In 2011, and again in 2019, corps management of flood water has drawn criticism from policymakers at both ends of the river. Corps efforts to channelize the river have relied on a levee system which, as often as not, proves no match for Mother Nature. Efforts by local communities to build their own protective levees have put them at odds with corps standards, and corps decisions to release (or not release) water from upstream reservoirs to manage water levels have enraged people downstream.

So once again, Missouri, Iowa, and Nebraska have locked arms to get control over the river. In early April, governors Mike Parson, Kim Reynolds, and Pete Ricketts met with U.S. Army Corps of Engineers officials.
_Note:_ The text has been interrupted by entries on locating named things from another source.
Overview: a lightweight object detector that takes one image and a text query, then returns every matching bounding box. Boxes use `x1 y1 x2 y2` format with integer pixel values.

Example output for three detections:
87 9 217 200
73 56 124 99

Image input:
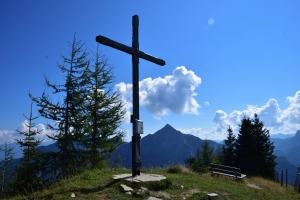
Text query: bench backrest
209 164 241 176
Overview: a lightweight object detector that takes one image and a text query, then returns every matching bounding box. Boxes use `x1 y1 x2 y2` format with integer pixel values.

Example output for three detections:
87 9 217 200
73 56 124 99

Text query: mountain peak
162 124 175 129
295 130 300 138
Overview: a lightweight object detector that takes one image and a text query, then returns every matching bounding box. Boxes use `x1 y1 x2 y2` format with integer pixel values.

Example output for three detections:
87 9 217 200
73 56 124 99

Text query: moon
208 18 215 25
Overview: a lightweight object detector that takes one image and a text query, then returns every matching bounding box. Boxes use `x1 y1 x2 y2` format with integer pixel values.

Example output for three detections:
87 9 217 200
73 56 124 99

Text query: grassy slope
13 169 300 200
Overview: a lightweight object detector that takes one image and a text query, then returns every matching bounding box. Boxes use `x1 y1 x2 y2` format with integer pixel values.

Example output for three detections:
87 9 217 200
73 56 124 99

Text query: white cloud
115 66 201 119
281 91 300 124
179 91 300 140
212 91 300 137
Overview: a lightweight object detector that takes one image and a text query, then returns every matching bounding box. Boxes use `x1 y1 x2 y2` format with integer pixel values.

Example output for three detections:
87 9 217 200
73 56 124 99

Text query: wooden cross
96 15 166 176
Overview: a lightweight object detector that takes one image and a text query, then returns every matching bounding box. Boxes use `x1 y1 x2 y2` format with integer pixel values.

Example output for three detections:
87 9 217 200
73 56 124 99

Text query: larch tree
12 103 43 194
0 141 15 198
30 35 89 179
82 48 125 169
222 126 236 166
252 113 277 179
192 139 214 173
234 116 255 175
234 113 276 179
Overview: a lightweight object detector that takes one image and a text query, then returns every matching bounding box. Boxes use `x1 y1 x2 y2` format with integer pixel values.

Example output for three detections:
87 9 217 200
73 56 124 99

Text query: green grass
10 167 300 200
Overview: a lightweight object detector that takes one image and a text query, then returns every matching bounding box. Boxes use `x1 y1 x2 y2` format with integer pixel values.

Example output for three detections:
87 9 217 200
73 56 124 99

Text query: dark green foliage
234 117 255 175
211 146 224 165
234 114 276 179
252 114 277 179
81 47 125 169
12 104 43 194
222 126 236 166
192 140 214 173
184 157 196 168
30 37 125 180
0 142 15 198
30 36 89 179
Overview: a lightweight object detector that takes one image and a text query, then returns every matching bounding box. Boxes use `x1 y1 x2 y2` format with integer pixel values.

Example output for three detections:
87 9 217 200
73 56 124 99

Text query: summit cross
96 15 166 177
“We must begin a serious discussion about how we improve flood control on the Missouri River,” Parson said. “One third of Missouri’s most productive farmlands’ fate rests in the hands of those who manage our rivers — the corps. The corps maintains one of the nation’s largest flood-control systems on the Missouri River mainstem, but the devastating flooding we are experiencing and the previous record 2011 flooding have demonstrated that the current system is insufficient to protect us.”

Parson went further in an op-ed piece, criticizing changes made to the master manual in 2004, which he says, “shifted the prioritization of these purposes to hold water higher in the reservoir system to benefit fisheries — an action that effectively reduced flood control.” That year, a federal judge ordered the corps to make changes that benefitted endangered river fish and birds.

On April 17, the corps took more heat at a field hearing of the U.S. Senate Committee on the Environment and Public Works. With the March flooding causing more than $3 billion in damage, members of Congress want to know why the agency has not done more to mitigate the impact of high water. Annoyed by repeated flood episodes, Iowa senator Joni Ernst declared, “The trend of flood and rebuild, flood and rebuild must end.” New York’s Kirsten Gillibrand criticized the Corps of Engineers as being too slow, too bureaucratic, and too underfunded to do the job of flood control.

On the same day, Missouri’s Roy Blunt addressed lawmakers and reporters at the Missouri state capitol. While no fan of the agency, Blunt has been temperate in his criticism of the corps, citing the constraints of the Master Manual. He said he wants the Missouri River to be managed in the same way the Mississippi is, with flood control and navigation ranking above all else.

Budget and policy concerns aside, the biggest corps challenge still appears to be appropriate engineering. Nebraska governor Pete Ricketts, whose state arguably has suffered the worst damage from the flood of 2019, has been part of the chorus singing for bigger and better levees.

The Corps of Engineers professes to be listening. “There’s always something to learn,” Colonel John Hudson, commander of the Omaha district, told the Omaha World-Herald. “We’re not suggesting we couldn’t have done better. We’ll look at how we communicated. We’ll go back and look in detail at what could have been done better.”